Based on vocational expert testimony, the ALJ concluded Plaintiff could perform jobs existing in significant numbers in the national economy and therefore found her not disabled.
The Legal Issue
Plaintiff's sole argument was that the ALJ committed legal error by adopting an RFC limiting her to "occasional" interaction with others — a quantitative restriction on the frequency of contact — while omitting the "superficial" or "brief" contact limitations that appeared in the opinions of Drs. Karayusuf and Cremerius, which the ALJ had found persuasive. Plaintiff argued that "occasional" and "superficial" are materially distinct (one addresses frequency; the other addresses depth or quality), and that the ALJ was obligated either to incorporate the superficial limitation into the RFC or explain its omission.
Prior District Court Precedent
The court acknowledged that numerous judges in the District of Minnesota — including Judge Foster herself — had previously held that ALJs must explain the failure to adopt a "superficial" contact limitation when deemed persuasive, reasoning that "occasional" and "superficial" are not interchangeable. The opinion collected those prior cases, including Kenneth J.V. v. Kijakazi, Troy L.M. v. Kijakazi, Christine F. v. Kijakazi, and Sanders v. Astrue.
Eighth Circuit Precedent Controls
After those district court decisions were issued, the Eighth Circuit Court of Appeals — the appellate court whose decisions bind this district court — rejected this line of reasoning. In Lane v. O'Malley, No. 23-1432, 2024 WL 302395 (8th Cir. Jan. 26, 2024) (per curiam), the Eighth Circuit characterized as a "manufactured inconsistency" the argument that omitting "superficial" from an RFC while including "occasional" renders the ALJ's decision unsupported by substantial evidence. The court also cited Wyatt v. Kijakazi, No. 23-1559, 2023 WL 6629761 (8th Cir. Oct. 12, 2023) (per curiam), which similarly found no error in an ALJ's failure to adopt the exact limitations from persuasive opinions regarding workplace interactions.
The court further noted that at least one subsequent district court decision, Jennifer L. v. Comm'r of the Soc. Sec. Admin., No. 23-cv-1822, 2024 WL 4120375 (D. Minn. June 27, 2024), had already applied these Eighth Circuit cases to reject the same argument Plaintiff was raising.

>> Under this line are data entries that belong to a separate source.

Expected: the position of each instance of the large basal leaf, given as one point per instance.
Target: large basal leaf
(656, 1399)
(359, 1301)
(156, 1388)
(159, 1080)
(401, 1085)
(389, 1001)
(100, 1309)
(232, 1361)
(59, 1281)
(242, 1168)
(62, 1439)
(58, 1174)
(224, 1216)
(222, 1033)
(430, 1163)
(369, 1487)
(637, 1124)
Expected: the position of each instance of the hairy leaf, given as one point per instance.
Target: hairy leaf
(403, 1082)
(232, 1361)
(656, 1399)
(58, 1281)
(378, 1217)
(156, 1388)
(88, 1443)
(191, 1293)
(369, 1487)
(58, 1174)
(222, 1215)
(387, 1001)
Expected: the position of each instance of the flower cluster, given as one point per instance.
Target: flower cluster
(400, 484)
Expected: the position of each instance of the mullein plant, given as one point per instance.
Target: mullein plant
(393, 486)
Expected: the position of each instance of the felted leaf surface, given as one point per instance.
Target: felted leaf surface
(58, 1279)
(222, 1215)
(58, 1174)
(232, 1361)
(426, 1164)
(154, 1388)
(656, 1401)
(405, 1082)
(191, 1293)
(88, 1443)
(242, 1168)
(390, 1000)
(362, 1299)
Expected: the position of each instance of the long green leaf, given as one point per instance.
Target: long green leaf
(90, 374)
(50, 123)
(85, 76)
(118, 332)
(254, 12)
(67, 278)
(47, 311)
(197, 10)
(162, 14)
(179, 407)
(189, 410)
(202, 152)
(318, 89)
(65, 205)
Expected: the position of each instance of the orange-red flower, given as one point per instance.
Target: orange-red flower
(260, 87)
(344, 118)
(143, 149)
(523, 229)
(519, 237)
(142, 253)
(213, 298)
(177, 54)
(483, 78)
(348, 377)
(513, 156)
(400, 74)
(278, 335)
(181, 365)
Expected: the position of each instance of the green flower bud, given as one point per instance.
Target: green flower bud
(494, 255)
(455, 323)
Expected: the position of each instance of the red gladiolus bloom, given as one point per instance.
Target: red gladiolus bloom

The court also noted that Plaintiff's counsel's law firm had represented the plaintiffs in both Wyatt and Jennifer L., yet counsel failed to bring those contrary precedents to the court's attention or attempt to distinguish them.
Ruling
Judge Foster concluded that Plaintiff's argument is "no longer viable in this Circuit" in light of controlling Eighth Circuit precedent. She denied Plaintiff's request for relief, granted the Commissioner's request for relief, and dismissed the action with prejudice.
Standard of Review
The court applied the substantial evidence standard: review is limited to whether the ALJ's decision is supported by "such relevant evidence as a reasonable mind might accept as adequate to support a conclusion." Biestek v. Berryhill, 139 S. Ct. 1148, 1154 (2019). If the record supports two inconsistent positions and the ALJ adopted one of them, the court must affirm.